Nate Silver: hard to believe this man is a statistician
For the second US election in a row, the winner is a guy called Nate Silver, who might be the future of intelligent journalism. He rescues us from the tyranny of columnists who simply write about the comments of their own heads.
Nate blogs at fivethirtyeight.com, which is, since 2010, a New York Times blog. He analyses opinion polls, but he does it very, very well. He is entertaining and readable, even if you don’t care who just won the election in the US.
I discovered Nate’s analysis by accident in 2008 when I was looking for some statistics to undermine one of the nuttier blog opinions by data-lite controversialist Melanie Phillips (which made it very nutty indeed). Fivethirtyeight has a rigour that journalism seems to have mislaid in the internet era in a search for sensation. He does a seemingly simple thing extremely well: when an opinion poll is released, he adds it to a model which creates an aggregate. If the model is well-constructed, this has smaller margins for error and less chance of systematic bias. It is more likely to reflect the true state of the world.
The clever part is that he doesn’t just produce an average. He weights the polls, depending on their sample size, the way the information was obtained, the historical accuracy of the polling company, when it was conducted, the exact question that was asked, and so on. He looks for statistical bias – a consistent under- or over-reporting of candidate’s popularity. He adjusts his own model if he finds evidence that it is biased. Importantly, he writes nerdy blog posts about what he is doing, explaining his reasoning, and pointing out possible flaws in his work.
The result is that “outliers” – polls that, through random sampling, produce a freak result – have little importance on Fivethirtyeight – while on the internet and the news channels they tend to dominate the agenda, albeit fleetingly. This means his reporting is less shouty, but it has proved to be stunningly accurate for two elections in a row: at the time of writing, his analysis has correctly predicted the result in every state for the 2012 US presidential election, and the electoral college vote too.
Having a model doesn’t necessarily mean you will be correct – there are plenty of other statistical models which predicted the election less accurately. Fivethirtyeight carefully spells out the steps in its analytical process (though not the precise parameters of the model), so we can make an informed judgement on the quality of the findings. Any model is open to criticism from other statisticians - but this means they can have an adult, public conversation about what might be improved, or what the impact of a flaw in the analysis might be. We can learn from this, too.

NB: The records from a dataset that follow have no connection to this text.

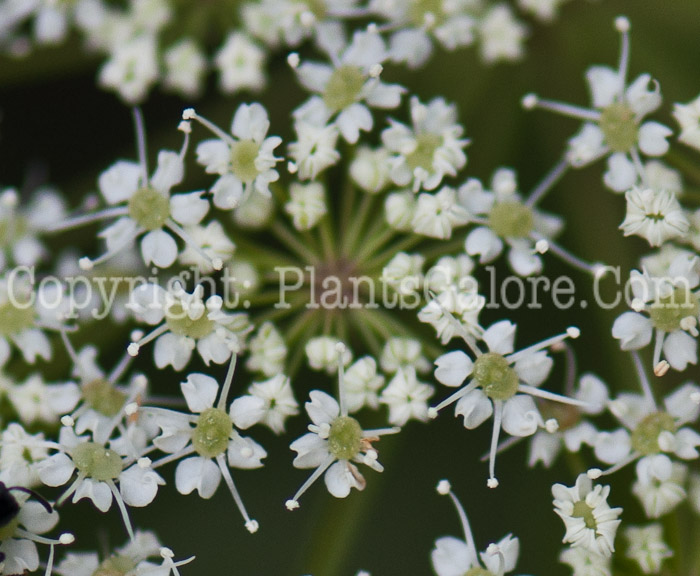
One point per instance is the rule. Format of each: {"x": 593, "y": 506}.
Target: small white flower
{"x": 429, "y": 150}
{"x": 241, "y": 64}
{"x": 590, "y": 522}
{"x": 655, "y": 215}
{"x": 647, "y": 547}
{"x": 307, "y": 204}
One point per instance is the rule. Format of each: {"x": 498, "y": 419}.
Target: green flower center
{"x": 11, "y": 229}
{"x": 667, "y": 313}
{"x": 8, "y": 530}
{"x": 181, "y": 324}
{"x": 619, "y": 126}
{"x": 343, "y": 88}
{"x": 419, "y": 8}
{"x": 495, "y": 376}
{"x": 345, "y": 438}
{"x": 13, "y": 319}
{"x": 212, "y": 432}
{"x": 511, "y": 219}
{"x": 149, "y": 208}
{"x": 115, "y": 566}
{"x": 97, "y": 462}
{"x": 645, "y": 438}
{"x": 102, "y": 397}
{"x": 243, "y": 156}
{"x": 583, "y": 510}
{"x": 422, "y": 156}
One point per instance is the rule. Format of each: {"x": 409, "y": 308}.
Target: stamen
{"x": 251, "y": 525}
{"x": 122, "y": 508}
{"x": 215, "y": 263}
{"x": 492, "y": 482}
{"x": 221, "y": 405}
{"x": 293, "y": 503}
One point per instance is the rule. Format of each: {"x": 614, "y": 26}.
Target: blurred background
{"x": 57, "y": 127}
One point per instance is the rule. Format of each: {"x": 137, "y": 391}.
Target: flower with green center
{"x": 335, "y": 442}
{"x": 208, "y": 441}
{"x": 501, "y": 383}
{"x": 456, "y": 556}
{"x": 185, "y": 321}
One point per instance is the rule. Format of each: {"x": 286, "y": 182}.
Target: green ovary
{"x": 243, "y": 156}
{"x": 104, "y": 398}
{"x": 511, "y": 220}
{"x": 115, "y": 566}
{"x": 667, "y": 313}
{"x": 14, "y": 319}
{"x": 583, "y": 510}
{"x": 149, "y": 208}
{"x": 495, "y": 376}
{"x": 345, "y": 438}
{"x": 181, "y": 324}
{"x": 97, "y": 462}
{"x": 212, "y": 433}
{"x": 645, "y": 438}
{"x": 422, "y": 156}
{"x": 619, "y": 126}
{"x": 343, "y": 88}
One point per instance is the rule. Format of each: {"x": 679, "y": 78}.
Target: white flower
{"x": 586, "y": 563}
{"x": 347, "y": 89}
{"x": 508, "y": 220}
{"x": 267, "y": 351}
{"x": 501, "y": 383}
{"x": 335, "y": 442}
{"x": 244, "y": 162}
{"x": 655, "y": 215}
{"x": 241, "y": 64}
{"x": 314, "y": 149}
{"x": 436, "y": 215}
{"x": 278, "y": 401}
{"x": 132, "y": 68}
{"x": 688, "y": 118}
{"x": 614, "y": 125}
{"x": 590, "y": 522}
{"x": 429, "y": 150}
{"x": 362, "y": 384}
{"x": 186, "y": 66}
{"x": 208, "y": 439}
{"x": 647, "y": 547}
{"x": 307, "y": 204}
{"x": 454, "y": 557}
{"x": 406, "y": 397}
{"x": 501, "y": 35}
{"x": 185, "y": 321}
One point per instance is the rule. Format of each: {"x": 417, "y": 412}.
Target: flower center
{"x": 583, "y": 510}
{"x": 102, "y": 397}
{"x": 13, "y": 319}
{"x": 343, "y": 88}
{"x": 619, "y": 126}
{"x": 149, "y": 208}
{"x": 115, "y": 566}
{"x": 667, "y": 313}
{"x": 243, "y": 156}
{"x": 422, "y": 156}
{"x": 420, "y": 8}
{"x": 96, "y": 461}
{"x": 345, "y": 438}
{"x": 181, "y": 324}
{"x": 645, "y": 438}
{"x": 511, "y": 219}
{"x": 495, "y": 376}
{"x": 212, "y": 432}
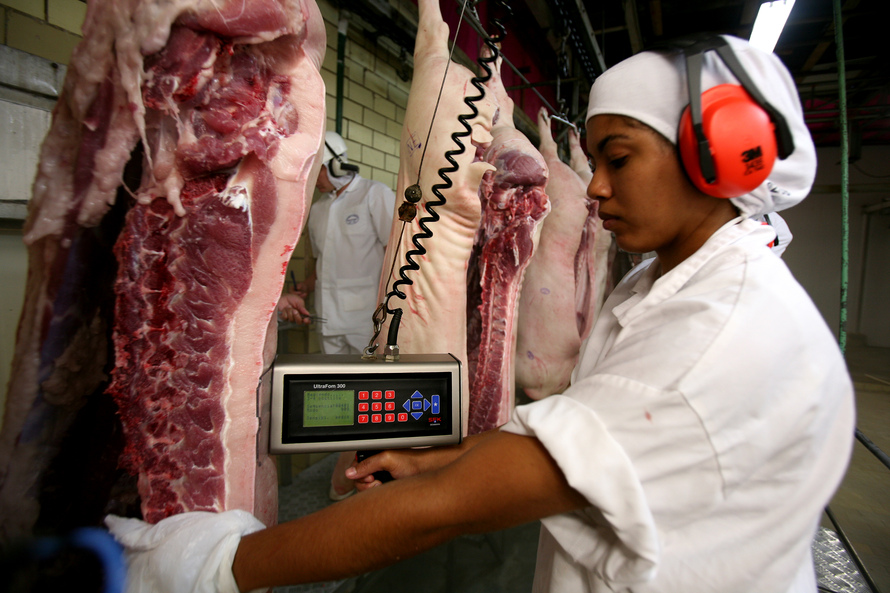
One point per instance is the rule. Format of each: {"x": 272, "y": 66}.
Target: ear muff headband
{"x": 337, "y": 165}
{"x": 729, "y": 136}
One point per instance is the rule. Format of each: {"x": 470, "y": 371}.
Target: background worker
{"x": 349, "y": 227}
{"x": 694, "y": 450}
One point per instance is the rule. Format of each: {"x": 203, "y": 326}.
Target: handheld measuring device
{"x": 342, "y": 402}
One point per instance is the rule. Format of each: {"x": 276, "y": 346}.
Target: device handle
{"x": 382, "y": 476}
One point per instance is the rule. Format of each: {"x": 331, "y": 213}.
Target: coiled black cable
{"x": 433, "y": 216}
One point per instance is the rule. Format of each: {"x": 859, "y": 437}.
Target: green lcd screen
{"x": 329, "y": 408}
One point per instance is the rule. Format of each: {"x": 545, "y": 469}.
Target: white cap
{"x": 651, "y": 87}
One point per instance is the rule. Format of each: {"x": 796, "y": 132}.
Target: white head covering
{"x": 340, "y": 181}
{"x": 651, "y": 87}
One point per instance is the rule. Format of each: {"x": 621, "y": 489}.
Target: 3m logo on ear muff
{"x": 729, "y": 136}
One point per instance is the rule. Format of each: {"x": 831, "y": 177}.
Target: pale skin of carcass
{"x": 577, "y": 159}
{"x": 548, "y": 339}
{"x": 506, "y": 138}
{"x": 434, "y": 314}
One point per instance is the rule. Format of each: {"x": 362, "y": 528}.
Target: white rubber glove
{"x": 185, "y": 553}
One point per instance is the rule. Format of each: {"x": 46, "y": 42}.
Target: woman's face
{"x": 644, "y": 196}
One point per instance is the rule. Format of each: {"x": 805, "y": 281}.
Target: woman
{"x": 709, "y": 420}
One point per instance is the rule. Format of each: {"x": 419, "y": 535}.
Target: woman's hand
{"x": 403, "y": 463}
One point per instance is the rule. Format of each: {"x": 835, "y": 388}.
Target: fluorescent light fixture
{"x": 769, "y": 23}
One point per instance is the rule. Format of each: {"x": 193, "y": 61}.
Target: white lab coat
{"x": 709, "y": 421}
{"x": 348, "y": 234}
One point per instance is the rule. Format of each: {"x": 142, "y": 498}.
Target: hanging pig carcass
{"x": 513, "y": 207}
{"x": 493, "y": 203}
{"x": 148, "y": 321}
{"x": 565, "y": 283}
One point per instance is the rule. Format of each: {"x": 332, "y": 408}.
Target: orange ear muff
{"x": 737, "y": 137}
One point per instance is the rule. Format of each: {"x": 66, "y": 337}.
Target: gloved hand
{"x": 185, "y": 553}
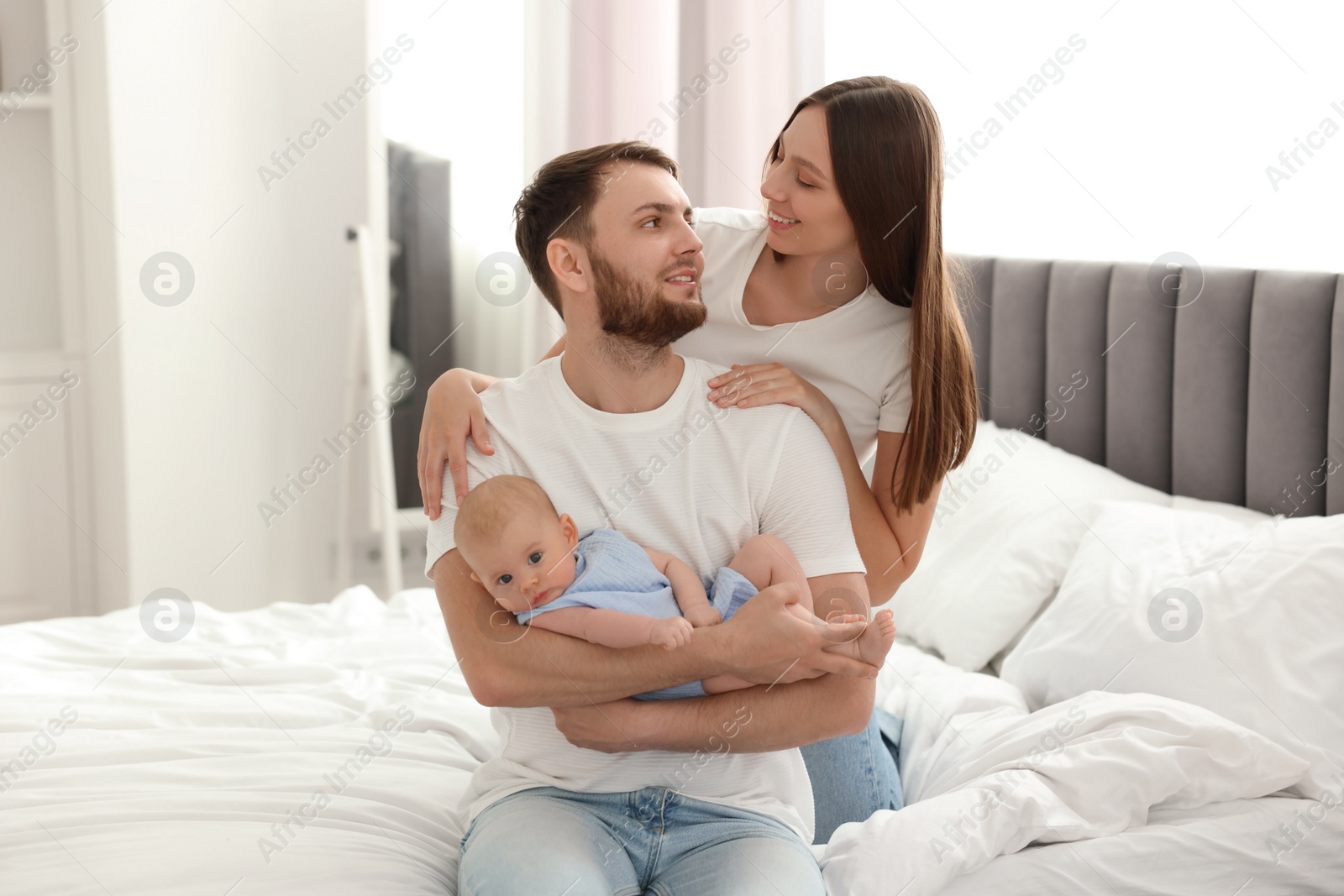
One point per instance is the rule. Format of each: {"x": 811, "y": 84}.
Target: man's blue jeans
{"x": 549, "y": 841}
{"x": 855, "y": 775}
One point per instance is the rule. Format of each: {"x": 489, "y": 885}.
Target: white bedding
{"x": 185, "y": 755}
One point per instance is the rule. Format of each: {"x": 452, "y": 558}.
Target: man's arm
{"x": 615, "y": 629}
{"x": 781, "y": 716}
{"x": 507, "y": 664}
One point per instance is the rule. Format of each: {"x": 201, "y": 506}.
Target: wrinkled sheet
{"x": 1137, "y": 794}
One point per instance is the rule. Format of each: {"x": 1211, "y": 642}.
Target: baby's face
{"x": 531, "y": 563}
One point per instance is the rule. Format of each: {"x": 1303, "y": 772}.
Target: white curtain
{"x": 709, "y": 81}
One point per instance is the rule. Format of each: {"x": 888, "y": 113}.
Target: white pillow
{"x": 1243, "y": 620}
{"x": 1005, "y": 530}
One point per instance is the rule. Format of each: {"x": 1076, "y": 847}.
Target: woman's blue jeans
{"x": 855, "y": 775}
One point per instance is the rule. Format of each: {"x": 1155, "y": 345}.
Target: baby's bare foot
{"x": 877, "y": 638}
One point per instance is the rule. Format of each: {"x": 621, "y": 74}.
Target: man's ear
{"x": 570, "y": 264}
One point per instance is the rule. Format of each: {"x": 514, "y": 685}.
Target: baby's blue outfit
{"x": 613, "y": 573}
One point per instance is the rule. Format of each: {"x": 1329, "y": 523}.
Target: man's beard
{"x": 638, "y": 315}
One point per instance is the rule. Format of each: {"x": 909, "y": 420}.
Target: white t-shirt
{"x": 857, "y": 354}
{"x": 690, "y": 479}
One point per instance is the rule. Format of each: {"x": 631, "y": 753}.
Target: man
{"x": 595, "y": 793}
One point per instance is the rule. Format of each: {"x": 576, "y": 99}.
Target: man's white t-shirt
{"x": 857, "y": 354}
{"x": 690, "y": 479}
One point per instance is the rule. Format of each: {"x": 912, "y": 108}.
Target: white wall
{"x": 460, "y": 96}
{"x": 1156, "y": 137}
{"x": 234, "y": 389}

This wouldn’t be important if it was just a different way to present the same news; but this type of analysis creates fresh insight. By polling day 2012, the model predicted a greater than 90 per cent chance of an Obama victory; and yet organisations like the BBC and the FT were using lazy phrases like “too close to call” and “on a knife edge”. If newspapers are prepared to do this type of analysis routinely, I suggest, it offers huge potential for creating an open, analytical type of serious journalism led by numbers and observed reality, not opinions.
Old jokes department: “And what do you do?”
Not every journalist can be a stats geek, though I think they should have more compulsory education in how to interpret data, and would prefer that newspapers enforced an in-house ban on reporting surveys that are statistical nonsense – which, in my experience, is most of them (I’ve written those survey-based articles in the past, and reported lots of rubbish data as if it were spotless, which I regret).
Newspapers and magazines are cutting back on conventional journalism. Budgets are tight. It’s probably too much to hope that we can create a new type of data-journalist, or that newspapers will suddenly grow a statistical conscience. It needn’t be expensive: a laptop and some specialist software is perfectly adequate to do the statistical research that can validate the claims that powerful people make. It’s the job of the media to investigate these claims – not just talk to one person who agrees, and another who disagrees. On Radio 4, More or Less does an entertaining job of validating reported statistics (download the podcasts, they are excellent). Ben Goldacre’s Bad Science posts are also a model of this approach.
It’s patronising to assume that readers can’t cope with statistical analysis. Clearly, many don’t like it, and some misunderstand it; but that’s true of any type of journalism that goes beyond the obvious. The conclusions (especially those that go against gut feel or conventional wisdom) may be unpopular: just read the critical comments on Nate Silver’s blog. It’s also true that science isn’t the last word on a subject, just a powerful way of testing an assumption. Statistics involves making value judgements in how you treat the numbers, in the same way as a journalist makes a judgement about how much credibility to give any source. But in statistics there is the opportunity to be explicit about those judgements, and then go where the numbers take us.
This type of insight is a fundamental tool, in an increasingly complex world, if we want to make informed decisions. The alternative is to just place trust in the conclusions of “experts”, of which there seem to be an ever-increasing number quoted on TV or in newspapers.
I’ll leave the conclusion to one of Nate’s commenters, who explains it better than I do:
Rather than cheer for Nate because we all like his Obama forecasts, how about cheering for him because he might believe in a world where numbers and rational analysis are vital to how we make decisions, even in those cases where we don’t like what the numbers imply?… It’s not about hoping you will win at Vegas. It’s about understanding how the Vegas game works.